SOD1-ALS-Browser: una utilidad web para investigar el fenotipo clínico de la esclerosis lateral amiotrófica causada por SOD1

Ref.: https://doi.org/10.1080/21678421.2023.2236650
https://sod1-als-browser.rosalind.kcl.ac.uk/
Las variantes en el gen de la superóxido dismutasa (SOD1) se encuentran entre las causas genéticas más comunes de la esclerosis lateral amiotrófica (ELA). Como reflejo del amplio espectro de variantes potencialmente nocivas que se han informado hasta la fecha, ha quedado claro que la ELA ligada a mutaciones en SOD1 presenta una gran variación en la edad de inicio de los síntomas y de la duración de la enfermedad.
Este artículo describe la herramienta web de acceso libre para el análisis comparativo de fenotipos en ELA, SOD1-ALS-Browser (https://sod1-als-browser.rosalind.kcl.ac.uk). Esta herramienta contiene un conjunto de datos volcados a partir de información clínica de 1.383 personas con ELA que presentan una variante de SOD1 y de una cohorte de comparación con 13.469 pacientes con ELA sin mutación en SOD1.
Los investigadores presentan dos ejemplos de análisis posibles con esta herramienta, examinando las diferencias en la edad de inicio de los síntomas y la duración de la enfermedad de acuerdo con variantes de impacto que alteran la hidrofobicidad de los aminoácidos en SOD1 y variantes distintas en el residuo 94 de SOD1.
El análisis de hidrofobicidad sugirió que las variantes de sustitución que alteran la hidrofobicidad de los residuos se asocian con un pronóstico de enfermedad más corto en comparación con las variantes que no modifican la hidrofobicidad en modelos SOD1 salvajes y mutantes. Esto concuerda bien con la evidencia de que la hidrofobicidad alterada promueve la agregación de la proteína SOD1 y puede reflejar una mayor desestabilización y plegamiento incorrecto de la proteína cuando las variantes causan alteraciones más extremas en la hidrofobicidad. Curiosamente, las variantes de sustituciones de aminoácidos intermedias se caracterizaron por una duración de la enfermedad particularmente corta.
El análisis de las variantes en el residuo 94 enfatizó hasta qué punto las variantes individuales de SOD1 influyen diferencialmente en el fenotipo. La agrupación de todas las variantes del residuo 94 sugirió que la edad de aparición de la ELA y la duración de la enfermedad son comparables para las personas con variantes en este residuo y aquellas sin variantes en el residuo 94 de SOD1. Al examinar las variantes individualmente observamos que el cambio de glicina por alanina se asocia con una duración más corta de la enfermedad, y el cambio por cisteína tendía a una duración más larga que los casos sin variante en el residuo 94. Asimismo, los cambios de glicina por cisteína, arginina, serina y valina fueron indicativos de una edad de inicio sustancialmente más temprana.

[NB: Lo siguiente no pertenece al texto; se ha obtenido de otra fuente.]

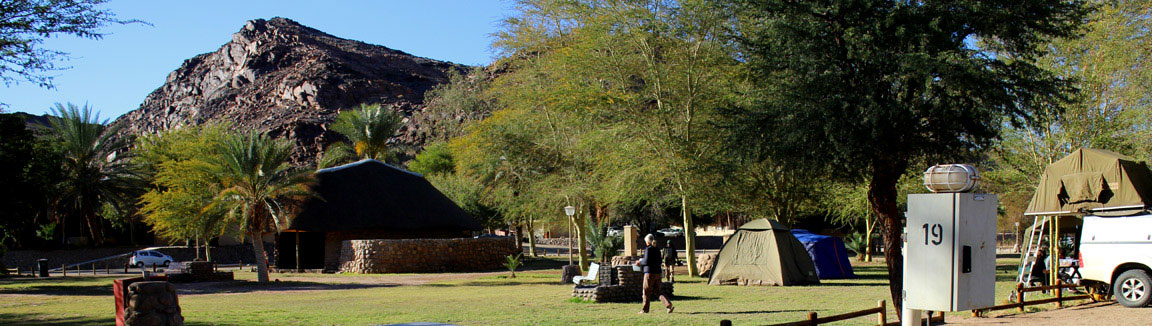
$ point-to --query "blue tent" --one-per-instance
(827, 252)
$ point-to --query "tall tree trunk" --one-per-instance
(93, 225)
(262, 263)
(531, 239)
(520, 237)
(689, 236)
(582, 240)
(868, 240)
(570, 240)
(881, 195)
(207, 250)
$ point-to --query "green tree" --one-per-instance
(652, 71)
(865, 88)
(1111, 111)
(179, 204)
(95, 172)
(434, 159)
(366, 130)
(24, 24)
(258, 186)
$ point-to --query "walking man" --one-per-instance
(669, 262)
(651, 264)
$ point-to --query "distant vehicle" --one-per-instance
(615, 230)
(673, 232)
(1116, 256)
(150, 258)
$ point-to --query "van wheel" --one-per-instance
(1132, 288)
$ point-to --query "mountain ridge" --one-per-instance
(288, 80)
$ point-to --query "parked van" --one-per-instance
(1116, 256)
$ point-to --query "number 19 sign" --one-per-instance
(949, 264)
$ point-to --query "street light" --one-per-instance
(570, 211)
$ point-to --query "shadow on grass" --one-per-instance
(743, 312)
(48, 319)
(237, 287)
(850, 285)
(81, 286)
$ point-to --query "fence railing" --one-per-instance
(813, 318)
(880, 310)
(1021, 301)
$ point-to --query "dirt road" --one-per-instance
(1093, 313)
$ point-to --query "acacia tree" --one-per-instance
(1112, 111)
(648, 70)
(95, 174)
(179, 205)
(257, 187)
(864, 88)
(24, 24)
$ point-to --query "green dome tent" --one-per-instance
(764, 252)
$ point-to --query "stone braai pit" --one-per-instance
(618, 283)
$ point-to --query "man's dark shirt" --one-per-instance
(651, 260)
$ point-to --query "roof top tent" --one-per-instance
(1096, 181)
(368, 199)
(828, 255)
(1088, 181)
(764, 252)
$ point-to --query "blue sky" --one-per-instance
(114, 74)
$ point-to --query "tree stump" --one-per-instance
(569, 272)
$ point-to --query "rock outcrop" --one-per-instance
(289, 81)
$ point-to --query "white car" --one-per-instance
(614, 232)
(150, 258)
(1116, 255)
(673, 232)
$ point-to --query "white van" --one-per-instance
(1115, 254)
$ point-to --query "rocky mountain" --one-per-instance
(289, 81)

La herramienta proporciona información inmediata de acceso a los conjuntos de datos y permite el análisis personalizado de tendencias fenotípicas asociadas con diferentes variantes de proteínas, incluida la opción para que los usuarios carguen sus propios de datos para integrarlos con los datos del servidor.
En general, la utilidad de SOD1-ALS-Browser tiene un beneficio potencialmente sustancial para la investigación de la ELA y su uso traslacional directo para la estratificación de pacientes, además de ser útil para los comités de adjudicación que necesitan tomar decisiones sobre el curso probable de la enfermedad con datos limitados. Todo ello facilitará el crecimiento en la comprensión del fenotipo de la ELA, lo que puede ayudar al diseño e implementación de atención médica, tratamientos y ensayos clínicos efectivos.
Además, permite una variedad de opciones de análisis que los usuarios pueden implementar fácilmente sin ningún conocimiento de programación y pueden enriquecerse mediante el suministro de un conjunto de datos complementario. En consecuencia, esta herramienta permite a los médicos e investigadores sortear muchas barreras que de otro modo podrían enfrentar como la disponibilidad insuficiente de datos o la preparación de los datos para el análisis.